Excelencia
A veces pensamos que dar cera a la clase política es una válvula de escape, como ir al fútbol, que se usa para huir de los problemas de la cotidianidad
Es notable nuestra capacidad para poner a parir a la clase política. Hemos llegado a un punto en el que el gusto por el drama, ... la teatralización y la tertulia televisiva se estira hasta el ejercicio de putrefacción en vivo y directo al que asistimos algunos sábados por la noche, que no se distingue del de los días de semana por la tarde, aunque la temática a priori sea diferente. Acudimos, para explicarlo, a la sangre latina, al carácter mediterráneo, a la necesidad de levantar los brazos y la voz que una cultura de lo público generada en el ágora ha inculcado en sus individuos para marcar la diferencia, atraer la atención y ganar adeptos. Es propio de nuestra idiosincrasia, o eso parece.
Y es verdad que el arte del debate público está vinculado a Grecia y Roma, nuestras referencias civilizadoras, y su adecuada escenificación es parte del contenido. Dicho esto, mantenerlo en el terreno de lo prudente es su única razón de ser. No hay nada que justifique esta sobreactuación constante, alimentada por los medios de comunicación, que nos hace asistir permanentemente a una especie de sitcom en la que no hay actores ni decorados, sino en la que todo es real, desde Génova a La Moncloa, pasando por la Carrera de San Jerónimo. Un espanto.
Poniendo las cosas en perspectiva, a veces pensamos que dar cera a la clase política es una válvula de escape, como ir al fútbol, que se usa para huir de los problemas de la cotidianidad. Pero debe haber algo más, llega uno a creer que se trata realmente de la búsqueda de justificación para el propio ineficaz desempeño. Ellos lo hacen peor, para qué me voy a esforzar. Y déjenme que les diga, es justo al revés. Si bien es cierto que la ejemplaridad es deber consustancial al ejercicio de lo público, es el ciudadano de a pie el que, para exigir más, tiene que comprometerse con su trabajo, su familia, su entorno y la sociedad hasta conseguir la excelencia. De otro modo no tiene legitimación para la crítica porque, aunque formalmente le sea reconocida, es evidente que en el fondo carece de ella.

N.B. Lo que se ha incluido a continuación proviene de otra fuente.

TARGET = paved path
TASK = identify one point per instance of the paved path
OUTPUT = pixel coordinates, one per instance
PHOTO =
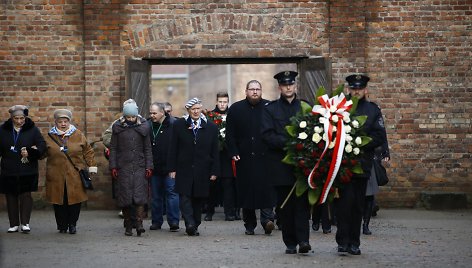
(401, 238)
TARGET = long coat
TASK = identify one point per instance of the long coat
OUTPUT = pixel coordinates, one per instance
(194, 161)
(131, 155)
(60, 172)
(17, 177)
(243, 138)
(274, 119)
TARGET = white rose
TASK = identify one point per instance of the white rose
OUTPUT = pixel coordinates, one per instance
(302, 136)
(348, 148)
(348, 138)
(347, 129)
(358, 141)
(331, 144)
(355, 124)
(335, 118)
(316, 138)
(356, 151)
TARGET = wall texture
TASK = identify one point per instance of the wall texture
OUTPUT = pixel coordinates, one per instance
(71, 53)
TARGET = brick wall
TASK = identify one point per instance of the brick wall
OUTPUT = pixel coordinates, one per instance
(65, 53)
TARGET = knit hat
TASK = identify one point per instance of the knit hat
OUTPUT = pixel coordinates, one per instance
(62, 113)
(192, 102)
(130, 108)
(18, 110)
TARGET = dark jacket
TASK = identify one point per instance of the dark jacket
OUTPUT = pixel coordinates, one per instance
(194, 161)
(276, 116)
(17, 177)
(226, 170)
(374, 128)
(131, 154)
(161, 143)
(243, 138)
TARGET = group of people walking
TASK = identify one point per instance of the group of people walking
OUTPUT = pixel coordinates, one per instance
(181, 159)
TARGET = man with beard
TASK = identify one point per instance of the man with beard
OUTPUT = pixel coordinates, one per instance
(244, 141)
(295, 215)
(225, 181)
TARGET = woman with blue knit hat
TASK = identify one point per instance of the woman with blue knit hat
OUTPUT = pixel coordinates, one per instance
(64, 187)
(131, 164)
(21, 146)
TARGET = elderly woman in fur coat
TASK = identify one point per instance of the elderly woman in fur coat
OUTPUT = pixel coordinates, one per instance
(131, 164)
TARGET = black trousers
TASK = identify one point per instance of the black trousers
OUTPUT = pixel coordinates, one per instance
(191, 209)
(19, 208)
(295, 216)
(322, 213)
(349, 212)
(66, 214)
(250, 218)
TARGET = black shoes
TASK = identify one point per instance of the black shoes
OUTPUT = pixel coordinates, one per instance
(72, 229)
(174, 227)
(249, 232)
(269, 227)
(191, 230)
(304, 247)
(291, 250)
(354, 250)
(155, 226)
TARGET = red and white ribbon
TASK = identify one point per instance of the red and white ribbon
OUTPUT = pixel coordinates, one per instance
(336, 106)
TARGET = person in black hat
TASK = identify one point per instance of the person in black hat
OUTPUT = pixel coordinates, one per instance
(352, 194)
(295, 215)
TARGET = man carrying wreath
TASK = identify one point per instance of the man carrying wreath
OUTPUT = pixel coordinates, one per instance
(352, 194)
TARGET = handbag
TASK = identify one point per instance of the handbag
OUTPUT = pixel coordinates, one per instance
(380, 172)
(84, 174)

Esto es algo que, y me llama mucho la atención, nos diferencia de otras culturas políticas menos meridionales, en las que el escrutinio es permanente, sí, pero no hay tertulias televisivas en erupción volcánica constante, no hay retóricos vacuos –disfrazados de periodistas– a sueldo de unos y otros pegando gritos y haciendo aspavientos. Lo que hay es que cada uno está a su trabajo, centrado, y vota cuando le toca, dando o retirando su confianza. Y no digo yo que aquí no estemos en nuestro trabajo, que lo estamos como el que más. La diferencia es que el encarnizamiento con los políticos lo hemos convertido en entretenimiento, en puro ocio, en industria mediática.
Fíjense en los chicos de la selección nacional de fútbol. A lo suyo, dándonos alegría, peleando, buscando el triunfo, no dando una carrera por perdida ni una jugada por acabada. Nunca. Esto es lo que se echa de menos en el día a día de la gente como usted y como yo. Todos quejumbrosos o galvanizados, en tremendo estado de crisis nerviosa por la última de las hazañas de nuestra clase política. Pero, querido lector, ¿no es cierto que su éxito personal depende exclusivamente de usted mismo? ¿Qué hace, entonces, perdiendo el tiempo echándole cuentas a lo demás? ¡A correr, oiga, a pelear cada balón, a sudar la camiseta!
De ese espíritu, que va paulatinamente viéndose reducido a las competiciones deportivas, es de lo que no se habla. En lugar de eso, de la mañana a la noche hay una serie de programas televisivos que mandan el mensaje opuesto: no se preocupe, los políticos son peores, mire, hoy vamos a despellejar a Juanito, mañana le tocará el turno a Pepito, y así toda la semana, venga usted al 'show', que habrá carnaza y diversión asegurada. ¿Se imaginan que en lugar de eso hubiera alguien insistiendo en que lo que hay que hacer es buscar la excelencia, luchar, ser mejor y dar ejemplo? Uy, no veo esos valores en la programación de hoy, igual será un canal extranjero.
Claro, ya es clásico el debate de la gallina y el huevo, ¿qué fue antes, la audiencia o el programa? La defensa de la libertad de empresa, incluso cuando se trata de la televisión pública, nos lleva a concluir que la responsabilidad es del consumidor. Siempre, el cliente, tiene la razón. O la sinrazón, en este caso. Es una terrible muestra de un patetismo descorazonador que nos atosiga cada vez más, siendo casi imposible no encontrarse con alguno de estos estomagantes programas porque hay cientos de miles de personas que no tienen otra cosa mejor que hacer. Qué horror.